For all you people who are wondering how such a crucial compound as K2 could be important in paleolithic evolution. After all primitive man did not ferment cheese or soybeans. The answer to this question lies within you. Anerobic fermentation in our intestines. We are host to more cells than we have stamped with our own DNA.

K2 probablly has more mysteries to reveal since it is also important in cell signaling involving growth or apoptosis. We just don't understand yet. Also it may be a partial answer to the french paradox.

Hope this helps. Bye now

Unknown said...

Nerd here.

Looks like those guys are suffering from the same debilitating brain condition as poor Dr.
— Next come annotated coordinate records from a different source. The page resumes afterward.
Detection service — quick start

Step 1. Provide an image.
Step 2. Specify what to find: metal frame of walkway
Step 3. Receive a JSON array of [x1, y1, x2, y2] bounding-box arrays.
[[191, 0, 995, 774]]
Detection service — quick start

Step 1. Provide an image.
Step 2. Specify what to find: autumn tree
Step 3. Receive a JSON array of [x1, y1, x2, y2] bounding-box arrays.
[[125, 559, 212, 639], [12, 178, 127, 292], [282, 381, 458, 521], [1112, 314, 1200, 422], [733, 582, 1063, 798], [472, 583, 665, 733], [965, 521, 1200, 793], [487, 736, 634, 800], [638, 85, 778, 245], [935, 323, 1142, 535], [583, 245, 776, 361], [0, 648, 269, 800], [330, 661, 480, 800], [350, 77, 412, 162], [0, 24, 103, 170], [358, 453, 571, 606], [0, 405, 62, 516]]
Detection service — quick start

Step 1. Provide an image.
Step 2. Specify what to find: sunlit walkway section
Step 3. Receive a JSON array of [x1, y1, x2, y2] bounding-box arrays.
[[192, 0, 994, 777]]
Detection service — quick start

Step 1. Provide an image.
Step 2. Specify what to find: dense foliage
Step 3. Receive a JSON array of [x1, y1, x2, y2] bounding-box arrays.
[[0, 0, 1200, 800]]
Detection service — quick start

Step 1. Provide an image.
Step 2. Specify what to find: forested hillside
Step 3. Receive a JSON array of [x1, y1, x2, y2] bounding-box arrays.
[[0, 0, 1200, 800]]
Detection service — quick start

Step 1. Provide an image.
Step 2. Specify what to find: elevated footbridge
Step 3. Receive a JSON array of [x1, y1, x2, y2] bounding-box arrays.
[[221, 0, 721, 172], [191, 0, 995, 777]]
Cordain.

I'm also glad that Stephan came to the same conclusion I did when reading the paper; gives me confidence. :-)

Anna said...

I'm not surprised ricotta and mozzarella cheese have no K2. They're fresh cheeses, not aged; I've made them many times. Ricotta in particular is super easy - no cheese cultures even needed, just an acid medium. I use vinegar to "crack" the milk.

Interesting about infants surviving on pure MK-4 synthesizes from gut bacteria. Wonder about the difference in gut bacteria in vaginally-born infants (GI tract innoculated right away with mother's vaginal flora) compared to c-sectioned infants, or breastfed vs. formula fed (I seem to remember reading that it used to be a practice in Japan that mothers didn't wash their breasts for a month after birth, which would greatly facilitate bacterial GI innoculation in a nursing infant - don't remember the source, though, maybe Ron Schmid's Untold Story of Milk?). Birth method and early infant feeding variables are associated with a huge difference in infant gut bacteria population number and species balance.

Unknown said...

Anna said:
Interesting about infants surviving on pure MK-4 synthesizes from gut bacteria.
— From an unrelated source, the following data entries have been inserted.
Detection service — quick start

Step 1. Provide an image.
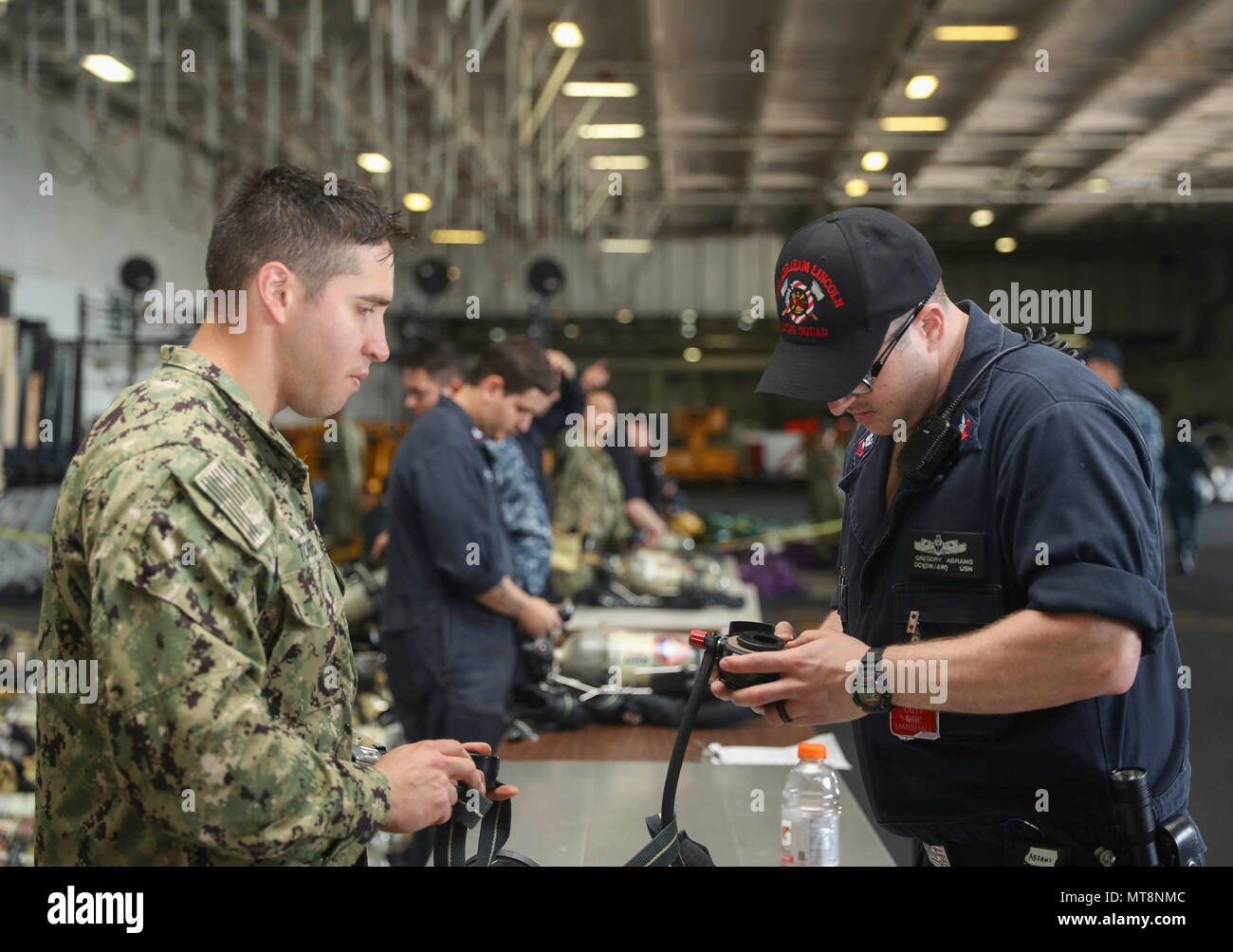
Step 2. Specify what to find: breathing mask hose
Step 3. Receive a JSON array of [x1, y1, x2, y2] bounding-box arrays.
[[660, 632, 719, 826]]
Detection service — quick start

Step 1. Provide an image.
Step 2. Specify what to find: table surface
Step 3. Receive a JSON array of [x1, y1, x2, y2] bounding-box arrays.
[[488, 760, 895, 866]]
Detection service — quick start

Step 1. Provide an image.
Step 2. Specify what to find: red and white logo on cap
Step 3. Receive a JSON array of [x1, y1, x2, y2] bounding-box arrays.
[[780, 282, 822, 324]]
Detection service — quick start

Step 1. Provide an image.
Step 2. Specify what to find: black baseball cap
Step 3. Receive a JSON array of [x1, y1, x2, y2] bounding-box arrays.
[[757, 207, 942, 403]]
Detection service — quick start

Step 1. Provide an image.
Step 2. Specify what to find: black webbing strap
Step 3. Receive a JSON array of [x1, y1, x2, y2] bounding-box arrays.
[[432, 795, 513, 866], [625, 815, 681, 867]]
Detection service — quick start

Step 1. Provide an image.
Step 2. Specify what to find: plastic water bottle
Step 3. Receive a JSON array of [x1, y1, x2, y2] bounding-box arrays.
[[780, 743, 839, 866]]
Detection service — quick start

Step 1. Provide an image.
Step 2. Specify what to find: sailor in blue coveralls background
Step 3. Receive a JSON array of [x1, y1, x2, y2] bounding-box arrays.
[[711, 209, 1190, 866]]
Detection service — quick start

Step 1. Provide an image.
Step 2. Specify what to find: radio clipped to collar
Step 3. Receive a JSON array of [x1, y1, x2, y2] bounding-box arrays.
[[895, 327, 1079, 483]]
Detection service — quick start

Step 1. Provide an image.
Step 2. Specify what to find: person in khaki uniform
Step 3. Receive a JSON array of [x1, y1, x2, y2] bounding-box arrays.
[[34, 167, 517, 866]]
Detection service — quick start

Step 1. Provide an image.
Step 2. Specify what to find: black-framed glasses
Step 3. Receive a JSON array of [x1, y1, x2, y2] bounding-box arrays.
[[850, 295, 929, 397]]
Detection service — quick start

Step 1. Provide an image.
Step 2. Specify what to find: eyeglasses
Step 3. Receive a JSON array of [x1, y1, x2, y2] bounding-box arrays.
[[850, 295, 929, 397]]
I think you read that wrong. MK-4 is synthesized by the mother, not the child. It's in the milk.

homertobias said...


Infants originally colonize their intestinal tracts primarily during the birth process through exposure to maternal vaginal flora. The pregnant uterus and fetal GI tract do not contain bacteria. The maternal vagina like it or not is colonized by the maternal GI tract. So if mom has a healthy gut, so does the infant. There are very few anerobic (fermenting) bacteria floating around on our skins. It is mostly staph and strep. It's the anerobic e coli, possibly the bifidobacter, and probably a whole host of other bacterial "denisons of the deep" which enter through the infant's mouth and nose to colonize the gut to help ferment a small amount of K1 into K2 and produce whatever form of K2 is ultimately used in the body. But you are right, breast feeding certainly does help. Very interesting point about not washing the breast!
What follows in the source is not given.